I think I would like to pick up a Pet Flys carrier not necessarily for flying but as a home away from home and safe place for Lu to retreat to when out and about visiting with family etc. 

So much for not wanting a closet full of carriers.  I want a sling style, a soft sided purse style and a more solid type. I already have a Sherpa classic and a Sleepypod mini (pink). 

In the Pet Flys carriers I can't decide between the Uncle Monkey or the Baby Doe. Both are cute! I have wondered if the patterned faux leather on the Baby Doe is too busy or tacky or if it is attractive and fun? I've also been decided between the mini and the small size. Lu is 3.4 lbs and 8" at the shoulder and 8" from the nape of her neck to the base of her tail. She should fit fine in the mini and the mini was suggested by the people at Pet Flys but they also said it's a personal prefference sort of thing. I was wondering if anyone has experience with the sizes and found that the mini was too confining or the small was too big and clunky to haul around very often? 


Figuring things out by only having photos and reviews is pain in the butt, I wish someone local carried some of the products I have been trying to find. Please share any opinions or experiences.


----------



## LuluLolly (Oct 7, 2009)

Lucky Puppy Couture is a vendor on this site and carries them. Jennifer Barbre is the owner and is a great help! Just go to her site and email or call her. i'm buying something every week from her. Great customer service!


----------



## Lacie's Mom (Oct 11, 2006)

Ruth -- I agree. Jennifer will help you select the correct size -- she has 2 Maltese -- Sophia is around 4 lbs and Bailey is a larger girl. So she will definitely know which size will be best for your fluff.

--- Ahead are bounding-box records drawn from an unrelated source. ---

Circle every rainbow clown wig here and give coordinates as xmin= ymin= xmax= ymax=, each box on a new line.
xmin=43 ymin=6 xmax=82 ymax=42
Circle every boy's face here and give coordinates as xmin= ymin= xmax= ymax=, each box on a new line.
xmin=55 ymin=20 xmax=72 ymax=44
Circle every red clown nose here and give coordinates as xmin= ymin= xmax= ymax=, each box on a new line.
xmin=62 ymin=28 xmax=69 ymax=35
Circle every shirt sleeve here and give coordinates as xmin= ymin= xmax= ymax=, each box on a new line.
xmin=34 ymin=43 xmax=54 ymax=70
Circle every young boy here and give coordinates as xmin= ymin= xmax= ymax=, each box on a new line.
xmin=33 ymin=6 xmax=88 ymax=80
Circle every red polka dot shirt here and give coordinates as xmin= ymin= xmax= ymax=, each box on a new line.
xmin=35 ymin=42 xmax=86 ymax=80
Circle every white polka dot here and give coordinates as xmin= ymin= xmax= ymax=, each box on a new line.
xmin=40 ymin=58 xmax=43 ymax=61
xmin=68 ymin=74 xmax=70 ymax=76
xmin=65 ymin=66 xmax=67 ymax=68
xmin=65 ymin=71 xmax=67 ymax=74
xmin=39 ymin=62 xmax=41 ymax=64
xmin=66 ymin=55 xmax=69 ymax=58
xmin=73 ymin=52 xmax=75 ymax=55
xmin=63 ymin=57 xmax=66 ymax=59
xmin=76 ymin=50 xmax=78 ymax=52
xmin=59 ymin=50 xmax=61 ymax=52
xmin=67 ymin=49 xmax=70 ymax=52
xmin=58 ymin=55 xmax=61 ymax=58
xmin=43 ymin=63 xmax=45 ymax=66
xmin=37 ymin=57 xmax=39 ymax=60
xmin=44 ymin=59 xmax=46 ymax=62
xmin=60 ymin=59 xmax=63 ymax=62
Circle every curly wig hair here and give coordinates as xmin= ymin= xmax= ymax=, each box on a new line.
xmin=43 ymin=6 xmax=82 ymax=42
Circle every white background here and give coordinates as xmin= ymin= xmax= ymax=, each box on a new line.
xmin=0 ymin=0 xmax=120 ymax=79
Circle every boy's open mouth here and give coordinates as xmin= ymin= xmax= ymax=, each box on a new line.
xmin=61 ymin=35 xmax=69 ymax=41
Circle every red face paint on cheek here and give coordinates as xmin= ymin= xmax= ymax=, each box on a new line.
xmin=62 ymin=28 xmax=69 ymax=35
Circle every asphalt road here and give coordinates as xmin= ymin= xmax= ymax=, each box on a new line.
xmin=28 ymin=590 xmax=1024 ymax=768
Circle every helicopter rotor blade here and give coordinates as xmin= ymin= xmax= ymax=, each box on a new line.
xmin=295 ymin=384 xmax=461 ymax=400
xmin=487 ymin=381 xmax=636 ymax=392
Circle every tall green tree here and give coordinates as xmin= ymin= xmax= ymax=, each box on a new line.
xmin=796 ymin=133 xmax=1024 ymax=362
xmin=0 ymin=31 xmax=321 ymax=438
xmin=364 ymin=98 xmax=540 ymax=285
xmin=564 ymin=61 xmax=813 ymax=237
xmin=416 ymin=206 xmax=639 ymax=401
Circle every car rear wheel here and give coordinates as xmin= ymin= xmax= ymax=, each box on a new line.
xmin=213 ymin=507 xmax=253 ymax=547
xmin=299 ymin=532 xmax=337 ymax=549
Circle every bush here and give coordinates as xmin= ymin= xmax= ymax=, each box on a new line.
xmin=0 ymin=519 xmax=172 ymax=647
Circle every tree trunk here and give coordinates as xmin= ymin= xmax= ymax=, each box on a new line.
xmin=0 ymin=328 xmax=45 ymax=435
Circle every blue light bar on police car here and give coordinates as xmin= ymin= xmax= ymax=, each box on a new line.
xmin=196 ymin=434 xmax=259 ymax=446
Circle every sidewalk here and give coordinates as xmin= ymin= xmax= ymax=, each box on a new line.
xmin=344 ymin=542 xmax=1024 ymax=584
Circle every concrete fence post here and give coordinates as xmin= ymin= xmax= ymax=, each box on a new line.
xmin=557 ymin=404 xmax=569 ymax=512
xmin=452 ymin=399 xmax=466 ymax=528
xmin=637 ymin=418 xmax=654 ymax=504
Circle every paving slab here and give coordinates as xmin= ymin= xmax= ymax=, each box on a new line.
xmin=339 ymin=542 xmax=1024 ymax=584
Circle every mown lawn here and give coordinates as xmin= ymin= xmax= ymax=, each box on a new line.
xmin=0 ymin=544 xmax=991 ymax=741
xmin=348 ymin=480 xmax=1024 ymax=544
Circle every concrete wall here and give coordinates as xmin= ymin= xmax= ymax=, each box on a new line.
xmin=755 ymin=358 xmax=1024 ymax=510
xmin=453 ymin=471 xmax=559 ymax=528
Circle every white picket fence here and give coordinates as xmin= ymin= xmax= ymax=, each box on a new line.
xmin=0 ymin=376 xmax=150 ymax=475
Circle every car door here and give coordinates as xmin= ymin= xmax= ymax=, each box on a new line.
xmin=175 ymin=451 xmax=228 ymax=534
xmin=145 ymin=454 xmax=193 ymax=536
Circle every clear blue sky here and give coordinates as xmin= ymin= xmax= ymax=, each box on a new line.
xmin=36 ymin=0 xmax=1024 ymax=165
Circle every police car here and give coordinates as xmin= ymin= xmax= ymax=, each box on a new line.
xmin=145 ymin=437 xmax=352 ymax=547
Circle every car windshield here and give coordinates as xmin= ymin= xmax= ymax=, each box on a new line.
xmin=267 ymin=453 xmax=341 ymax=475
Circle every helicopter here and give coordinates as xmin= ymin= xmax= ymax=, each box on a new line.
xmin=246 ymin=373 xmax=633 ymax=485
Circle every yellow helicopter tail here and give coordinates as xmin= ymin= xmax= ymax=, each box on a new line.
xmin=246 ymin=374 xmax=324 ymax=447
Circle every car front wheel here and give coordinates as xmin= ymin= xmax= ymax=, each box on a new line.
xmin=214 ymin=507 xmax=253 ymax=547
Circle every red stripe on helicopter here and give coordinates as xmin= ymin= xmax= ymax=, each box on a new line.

As far as the style -- I think both are adorable and don't think that either are "over the top".

You can also pm Jennifer here. Her SM name is jenniferhop423.


----------



## lynda (Oct 11, 2005)

Good luck in picking one. They are both so cute.


----------



## Cosy (Feb 9, 2006)

That Baby Doe one is precious.


----------



## shellbeme (Mar 1, 2011)

I really like the doe


----------



## imdll (Aug 18, 2011)

Thanks so much for the suggestions and I will definitely look up Jennifer's site. Yes they are both terribly cute and thus the reason I haven't been able to decide. I think I have settled on the Uncle Monkey but until I actually order it I could still end up changing my mind. I know it's not a life decision but I have waffled back and forth between these two carriers for about a week now. If I'm not careful the decision will be made for me. Getting some input from others here as been helpful. Thanks again.


----------



## The A Team (Dec 1, 2005)

I have the monkey bag, man is that heavy!!!!! I like it but could never carry it around.


hummmm, maybe they're different now...I got mine like 5 years ago....


----------



## imdll (Aug 18, 2011)

Pat, what size of bag do you have and how big is your fluff? I was wondering about the heaviness and if it might make it so I don't use the bag as much.


----------